Rupee slides as equity outflows and higher oil import costs lift dollar demand

    by VT Markets
    /
    May 18, 2026

    The Indian rupee has weakened by nearly 12% against the US dollar over the past year, making it Asia’s worst performer. The move has been linked to equity outflows and higher oil import costs.

    Foreign equity outflows exceeded USD20bn in the first four months of this year, compared with USD19bn in total during 2025. Demand for US dollars from oil importers has also risen as crude import costs increased.

    India’s shift from discounted Russian crude to more expensive Middle Eastern supplies, under a US trade deal, has added to import cost pressures. This has increased demand for US dollars.

    Authorities have stepped up support for the rupee through direct foreign exchange intervention and by requiring banks to unwind speculative long-USD positions. Gold import rules have also been tightened to reduce dollar demand.

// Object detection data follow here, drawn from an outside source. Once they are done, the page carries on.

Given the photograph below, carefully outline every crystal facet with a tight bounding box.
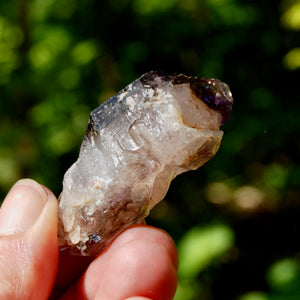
[58,72,233,256]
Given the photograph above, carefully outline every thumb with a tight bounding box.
[0,179,58,300]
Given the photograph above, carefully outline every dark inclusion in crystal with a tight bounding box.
[140,71,233,124]
[58,72,233,256]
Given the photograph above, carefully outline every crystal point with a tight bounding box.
[58,72,233,256]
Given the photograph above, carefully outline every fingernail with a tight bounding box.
[0,179,48,234]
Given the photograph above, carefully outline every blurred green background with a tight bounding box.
[0,0,300,300]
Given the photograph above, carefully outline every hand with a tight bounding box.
[0,179,178,300]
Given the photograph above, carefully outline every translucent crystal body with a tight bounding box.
[58,72,233,256]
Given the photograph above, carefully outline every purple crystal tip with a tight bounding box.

    The government raised the gold import tariff to 15% from 6% and set a 100kg cap per licence under the advance authorisation scheme. Capital gains tax relief for foreign bond holders is also being considered.

    If oil prices stay high, the rupee is likely to remain under pressure, with the central bank aiming to limit volatility rather than fully counter the depreciation.

    The Indian Rupee continues to face headwinds, echoing the challenges we saw back in 2025 with significant equity outflows and high import costs. With Brent crude prices recently climbing back to around $95 a barrel, the pressure from India’s oil import bill is intensifying once again. This situation suggests the core factors driving INR weakness have not gone away.

    For derivative traders, this environment points towards continued high volatility in the USD/INR pair. Given the Reserve Bank of India’s historical preference for smoothing declines rather than halting them, traders should consider strategies that profit from a gradual depreciation. Buying call options on the USD/INR could be a prudent way to gain exposure to further Rupee weakness while limiting downside risk.

    We’re not seeing the meaningful reversal in foreign portfolio investment that would be needed for a durable INR recovery. While outflows slowed late last year, recent data shows foreign investors turned net sellers again in April 2026, pulling out approximately $2 billion from Indian equities. This persistent selling pressure makes a strong rebound unlikely in the immediate term.

    The RBI remains a key player, actively intervening to curb excessive volatility, but its actions are not a silver bullet. We’ve seen India’s foreign exchange reserves dip to around $620 billion, indicating the high cost of defending the currency against strong market currents. Traders should therefore expect interventions to cap sharp spikes, but not to reverse the underlying depreciating trend while oil stays elevated.

    Despite the currency pressure, India’s strong macroeconomic fundamentals, with GDP growth projected near 6.8%, provide a floor for the Rupee. A sudden, sustained drop in global oil prices or a significant shift in foreign investor sentiment could quickly alter this outlook. For now, however, the path of least resistance for the Rupee appears to be sideways to weaker.